When I was in college there was this old cemetery in a neighboring community which was legendary as one of the scariest places to visit in all of that part of Oklahoma. So being as I am, I ventured forth one evening with some friends to check out this place. I was convinced that a cemetery really could not be that scary. My personal history, theology, everything told me there was nothing to fear in a cemetery. By the end of the night I was proven very wrong.
You see what was so unique and frightening about this place were all the religious images throughout the location. In fact, there was an old gothic church which stood guard at the entrance of the place. The cemetery itself had many old broken down buildings, one of which was an old crematorium. I have to tell you there is something really unnerving about a building where bodies were burned to ash, particularly after dark!
My resolve and rational mind were overwhelmed that night. It seemed at every turn there was something else that was terrifying, largely because I didn't understand why such icons and statuary could provide comfort and peace in such a place - I was certainly not at peace in the presence of a life size crucifix holding sway at the entrance of the infant plot in the cemetery.
For the last several years I have been trying to get in touch with the huge cultural shift taking place all around me. In some ways I feel like I went to sleep in one world - a world familiar and known, only to awake to a foreign world. A world where not only did I not understand the language I didn't understand anything about what I was seeing. And I am supposed to lead fellow believers to engage, speak to and win this culture - a culture to which I was and still am blind.

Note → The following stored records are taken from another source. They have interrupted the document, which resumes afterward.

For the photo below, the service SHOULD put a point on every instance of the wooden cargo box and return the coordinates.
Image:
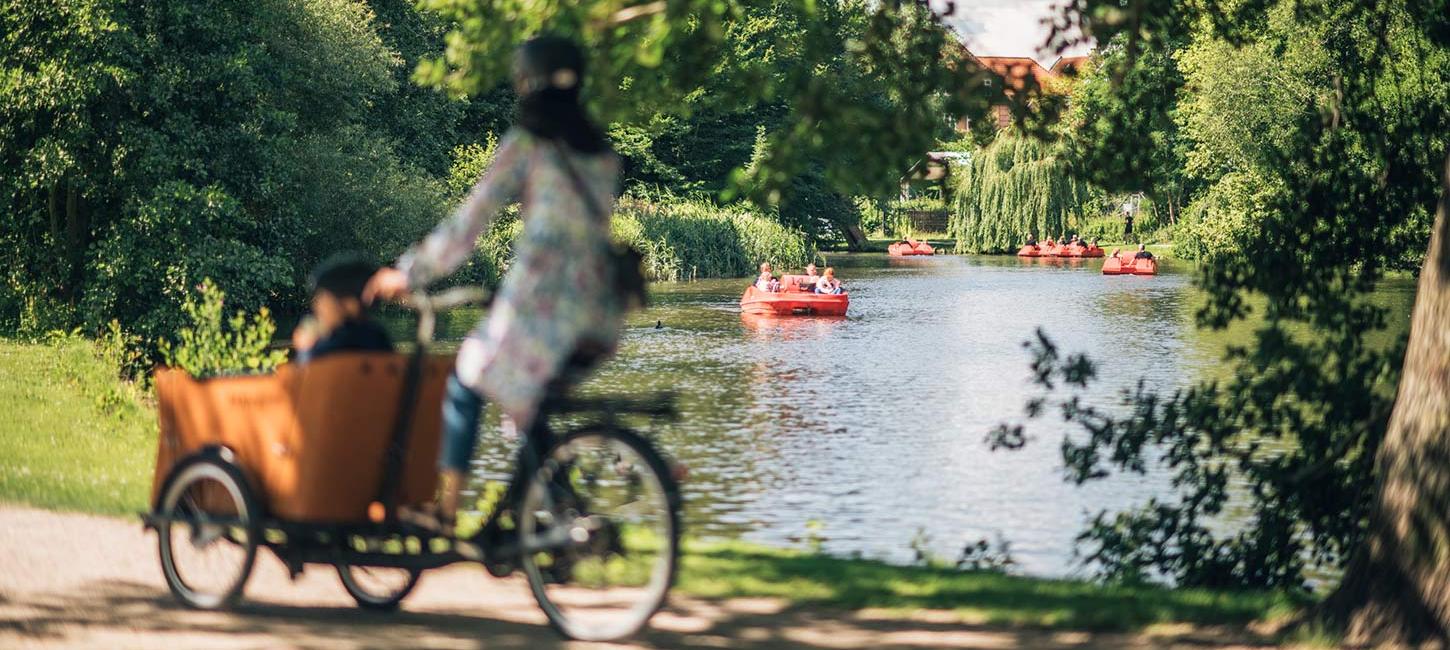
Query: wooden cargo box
(312, 438)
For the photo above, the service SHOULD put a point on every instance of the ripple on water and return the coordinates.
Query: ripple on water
(873, 424)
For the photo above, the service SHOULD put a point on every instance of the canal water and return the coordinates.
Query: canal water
(866, 433)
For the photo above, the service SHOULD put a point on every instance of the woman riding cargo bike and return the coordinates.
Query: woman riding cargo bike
(592, 514)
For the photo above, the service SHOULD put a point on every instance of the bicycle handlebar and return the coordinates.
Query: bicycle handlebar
(428, 306)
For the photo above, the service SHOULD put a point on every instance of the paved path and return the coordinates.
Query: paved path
(80, 581)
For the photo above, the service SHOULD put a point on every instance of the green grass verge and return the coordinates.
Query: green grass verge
(77, 438)
(738, 569)
(73, 435)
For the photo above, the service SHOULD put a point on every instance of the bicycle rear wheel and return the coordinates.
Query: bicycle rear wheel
(599, 534)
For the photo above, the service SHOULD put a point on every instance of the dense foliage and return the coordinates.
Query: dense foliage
(683, 240)
(150, 145)
(212, 344)
(1015, 187)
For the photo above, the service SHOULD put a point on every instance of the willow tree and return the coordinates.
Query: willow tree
(1012, 189)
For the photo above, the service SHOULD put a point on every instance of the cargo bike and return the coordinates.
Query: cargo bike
(315, 463)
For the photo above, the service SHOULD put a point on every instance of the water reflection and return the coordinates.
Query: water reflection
(873, 424)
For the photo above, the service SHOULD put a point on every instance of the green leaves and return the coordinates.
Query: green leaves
(212, 344)
(863, 87)
(1014, 187)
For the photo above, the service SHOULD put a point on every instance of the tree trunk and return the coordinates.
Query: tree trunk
(1397, 589)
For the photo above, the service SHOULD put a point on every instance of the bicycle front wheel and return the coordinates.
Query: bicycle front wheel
(599, 533)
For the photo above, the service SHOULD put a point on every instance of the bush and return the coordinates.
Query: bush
(208, 346)
(695, 238)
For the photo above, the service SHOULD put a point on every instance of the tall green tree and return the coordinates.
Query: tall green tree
(862, 89)
(151, 144)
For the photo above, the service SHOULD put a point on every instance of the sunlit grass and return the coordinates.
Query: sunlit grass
(76, 438)
(71, 434)
(737, 569)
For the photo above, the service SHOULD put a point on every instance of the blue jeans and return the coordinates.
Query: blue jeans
(461, 412)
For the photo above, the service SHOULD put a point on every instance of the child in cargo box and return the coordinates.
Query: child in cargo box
(340, 321)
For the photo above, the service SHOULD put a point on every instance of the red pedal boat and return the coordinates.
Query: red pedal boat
(1124, 264)
(793, 299)
(1076, 250)
(911, 248)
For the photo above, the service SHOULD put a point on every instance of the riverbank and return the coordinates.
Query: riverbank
(92, 581)
(79, 440)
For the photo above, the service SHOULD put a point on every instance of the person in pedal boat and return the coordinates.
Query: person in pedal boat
(828, 283)
(764, 279)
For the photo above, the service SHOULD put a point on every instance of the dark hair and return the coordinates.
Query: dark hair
(551, 71)
(342, 276)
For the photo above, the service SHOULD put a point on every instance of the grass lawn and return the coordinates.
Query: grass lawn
(76, 438)
(71, 435)
(737, 569)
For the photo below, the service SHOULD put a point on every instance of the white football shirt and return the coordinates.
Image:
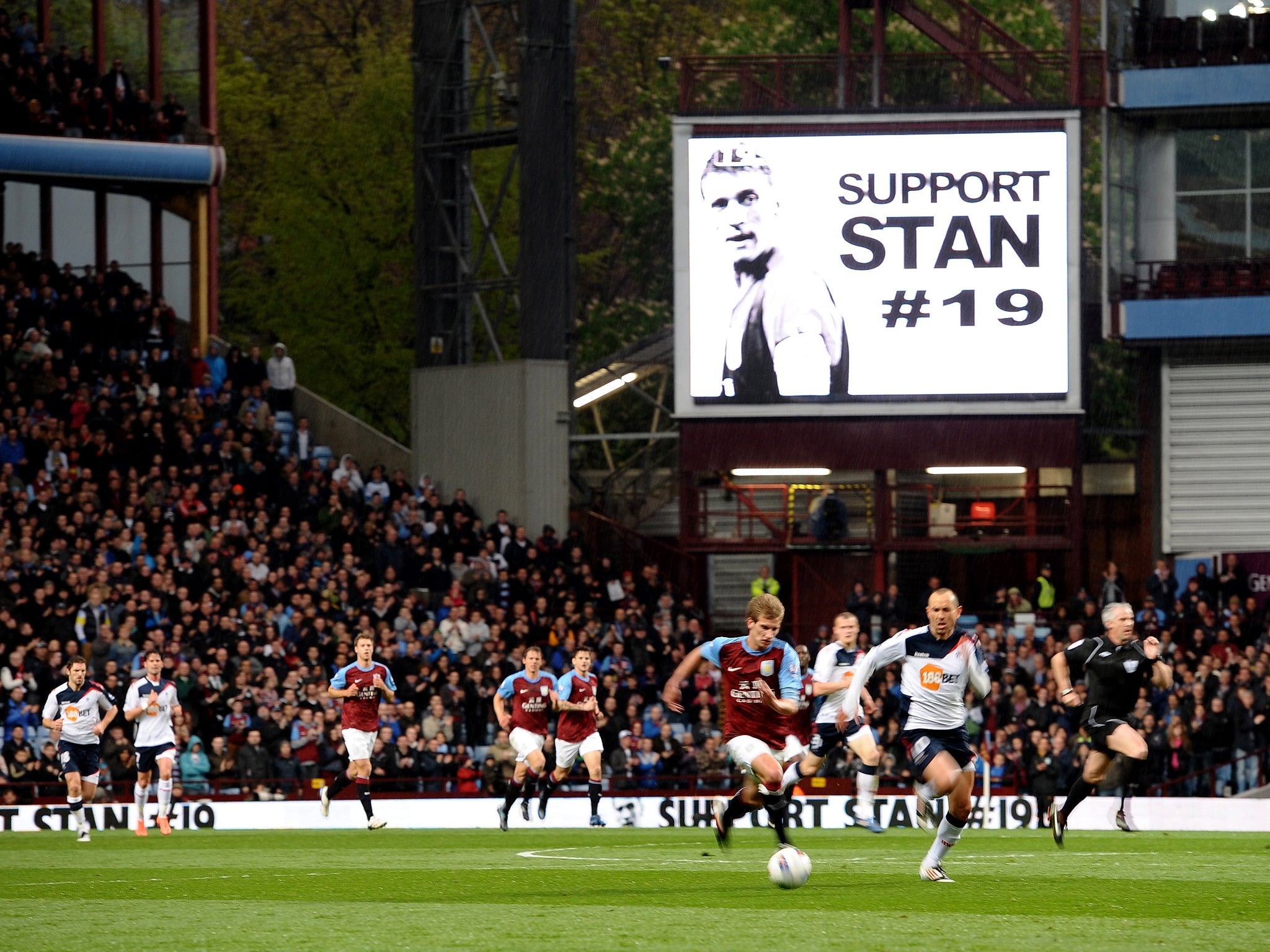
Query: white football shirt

I had a conversation with a friend who was encouraging me about our work at The Harbor Community Church. He told me it was great to see a particular individual worshipping with us. My response was more telling than I realized at the time. I said, "I thought I understand why some people didn't like CHURCH, but now I am learning that it is not dislike as much as it is fear."
FEAR of church? Yes! Not just fear of the unknown traditions and habits: when to stand, sit, sing 400 year old songs with rhythmns that are completely unfamiliar, give money, etc., etc. A deeper fear, a nightmarish fear. The fear of rejection.
- Rejection from 'good people'. To those of us on the inside of CHURCH we are ignorant of how intimidating we are. We look good, we act good, we dress good, we seem to have everything together. To those on the outside looking in we are intimidating, foreign, and unapproachable.
- Rejection from a 'holy God'. The darkest fear however is of God himself. You see we are all created in his image. There is something within all of us that tells us he is real and sometimes our brokenness creates the nightmare that he is to be avoided at all costs.
As a spiritual leader and fellow pilgrim it is time that I find a way to communicate, serve, and love to alleviate peoples fears. Thus, we need to step outside of our traditions, ego, architecture and return to our neighborhoods, our schools, places of business and learn how to proclaim the Gospel in this foreign land - the land in which we live!
It won't be easy, but assuming they must learn our ways, our customs, our secret handshakes is the epitome of spiritual pride and arrogance. Jesus has called us to be servants to the least of these not religious gatekeepers who dole out acceptance by the dropper full.
Maybe if we learned to relate and care - to invest and immerse ourselves in their world, maybe the world of Jesus will not be as scary as the world of CHURCH has become!